"ALUMNI DIRT": A Commencement Speech I'd Like To Hear
“Me? Speak at Commencement? No. Impossible.”
“But why not?”
“I might say something funny. Someone might enjoy it. Completely out of line for a Commencement speech.”
“Bosh. Don’t worry. There isn’t a funny bone in you.”
There was more to the conversation, but you get the gist. In a fit of submission, I submitted. It was a ghastly mistake. At least the school said so when they tracked me down afterwards.
In any case, the moment finally arrived. I sauntered gamely to the lectern.
“Students, Parents, Grandparents, Faculty and Administrators, Trustees, Homeless Seeking a Glass of Free Punch,
I have been tasked with the responsibility of boring you all into slack jawed stupors for half an hour or so, and I shall do my best.
When, many years ago, I was badgered into volunteering here on a project to frame mouldering old pictures from the school archives so that the then current crop of promising young scholars could see they actually had predecessors who looked just like them, I commented to my overseer that the school newsletter was sorely lacking in anything worth rea...I mean: Pizzazz. It lacked Pizzazz.
It’s all very well to brag about how many were National Merit Scholars, which team had trounced all others in state competition, to which colleges and universities the graduates were fleeing, who had ponied up for the Alumni Fund and how much, but where was the single thing to which every jaded reader would first turn before all others?
No, not a faculty center-fold. Good grief: Get your minds out of the gutter.
However, since we are already speaking of the gutter, the newsletter really would be perked up with a column called something like “Alumni Dirt”.
What reader could possibly resist the latest on who has been indicted, the salacious details of truly sordid divorces, horrific revelations at trials, and which classmate was incarcerated where?

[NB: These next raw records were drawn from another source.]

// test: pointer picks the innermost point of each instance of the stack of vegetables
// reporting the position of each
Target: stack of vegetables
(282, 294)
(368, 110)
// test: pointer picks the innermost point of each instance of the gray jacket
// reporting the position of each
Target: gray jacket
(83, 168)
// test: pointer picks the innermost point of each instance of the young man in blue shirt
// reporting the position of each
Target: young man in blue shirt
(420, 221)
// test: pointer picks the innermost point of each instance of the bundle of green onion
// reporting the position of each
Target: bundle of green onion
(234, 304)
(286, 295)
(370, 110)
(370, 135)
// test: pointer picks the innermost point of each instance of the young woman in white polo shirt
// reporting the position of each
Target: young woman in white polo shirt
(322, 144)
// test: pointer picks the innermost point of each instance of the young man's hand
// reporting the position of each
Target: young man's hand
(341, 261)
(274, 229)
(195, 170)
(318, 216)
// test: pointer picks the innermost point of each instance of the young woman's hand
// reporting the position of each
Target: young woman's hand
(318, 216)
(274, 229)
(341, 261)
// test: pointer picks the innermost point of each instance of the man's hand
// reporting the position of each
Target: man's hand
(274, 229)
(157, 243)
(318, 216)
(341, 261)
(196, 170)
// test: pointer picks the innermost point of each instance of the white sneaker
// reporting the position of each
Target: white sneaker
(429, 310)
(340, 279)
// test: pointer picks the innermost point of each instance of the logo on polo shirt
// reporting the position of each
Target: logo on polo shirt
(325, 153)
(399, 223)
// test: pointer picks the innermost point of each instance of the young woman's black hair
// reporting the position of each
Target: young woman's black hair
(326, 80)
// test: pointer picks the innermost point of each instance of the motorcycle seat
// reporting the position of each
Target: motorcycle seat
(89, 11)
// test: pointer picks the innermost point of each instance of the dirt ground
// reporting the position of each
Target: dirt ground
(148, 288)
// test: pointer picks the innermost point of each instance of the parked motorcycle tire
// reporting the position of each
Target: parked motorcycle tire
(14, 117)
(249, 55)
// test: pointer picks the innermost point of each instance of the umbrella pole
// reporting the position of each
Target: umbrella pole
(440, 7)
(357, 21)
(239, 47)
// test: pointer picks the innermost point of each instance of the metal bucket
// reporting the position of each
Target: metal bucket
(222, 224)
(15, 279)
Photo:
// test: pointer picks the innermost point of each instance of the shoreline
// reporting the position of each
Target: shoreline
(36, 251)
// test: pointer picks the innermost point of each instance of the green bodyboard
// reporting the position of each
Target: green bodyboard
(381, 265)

Imagine if Lizzy, your dear friend of Sophomore year, had achieved international prominence in the serial ax murder industry. Wouldn’t you want to know? For a modest fee, she might consult.
Everyone wondered why her junior year boyfriend hadn't come to the 5th Reunion pig roast she threw at her parents' lake house, until it came out in her trial that, in fact, he had.
And the poor country club. What were they supposed to do with the FBI digging up all the sand traps for numbers 3 through seven? I mean, people had standing reservations for tee times.
Suppose Lizzy was now doing thirty years to life in Sing-Sing. Why, simple alumni solidarity would dictate you drop Lizzy a note now and then. Once every five years or so seems about right: She isn’t going anywhere.
Lizzy always was suspiciously chirpy. Anyone that cheerful has to be an ax murderer. Or will be. You chirpy types: You know who you are.
Say your old friend Moxy who you used to double date with, has brought down the family bank with unauthorized trades, and all she got out of it was a measly $25,000,000 buyout. Wouldn’t you want to know so you could send a sympathy card to her at that absolute hovel she is reduced to in Cannes?
What about your sister’s boyfriend senior year. Is Interpol still looking for him? How much is the reward? Who would have imagined he was going to put a real blade in the guillotine he built in Shop class and go all French Revolution on those smelly community organizers? He certainly had them fooled.
And his sister, Sukie! Who else, I mean really, who else but Sukie would have taken some banged up beer kegs from that pick up bar she bought and turned them into an Iron Maiden? I guess she didn't actually like pick up artists, did she? She took enough of them home, though, according to the prosecutor.
Such is the news which stirs alumni souls.
At this point, our beloved alma mater apparently doesn’t even track, much less report, the most interesting alumni dirt. Why, I had to find out for myself that a classmate’s wife had quote “a really unusual legal situation, and spent the entire first year we were married in jail.” Unquote.
Now that is the sort of stuff to which readers would turn, especially if told that my classmate had managed to keep his mother in the dark about it. She apparently wondered aloud just why his dear wife was never home whenever MaMah called during that first year, but apparently accepted that Snookums was working late, meditating, at book club, or jogging with the goldfish.
As you go forth into the world, stalwart, proud, and bold, please don’t keep all the most interesting stuff to yourself. If you can’t say anything nice about anybody, write it down and send it to us.
Especially if they are our distinguished alumni.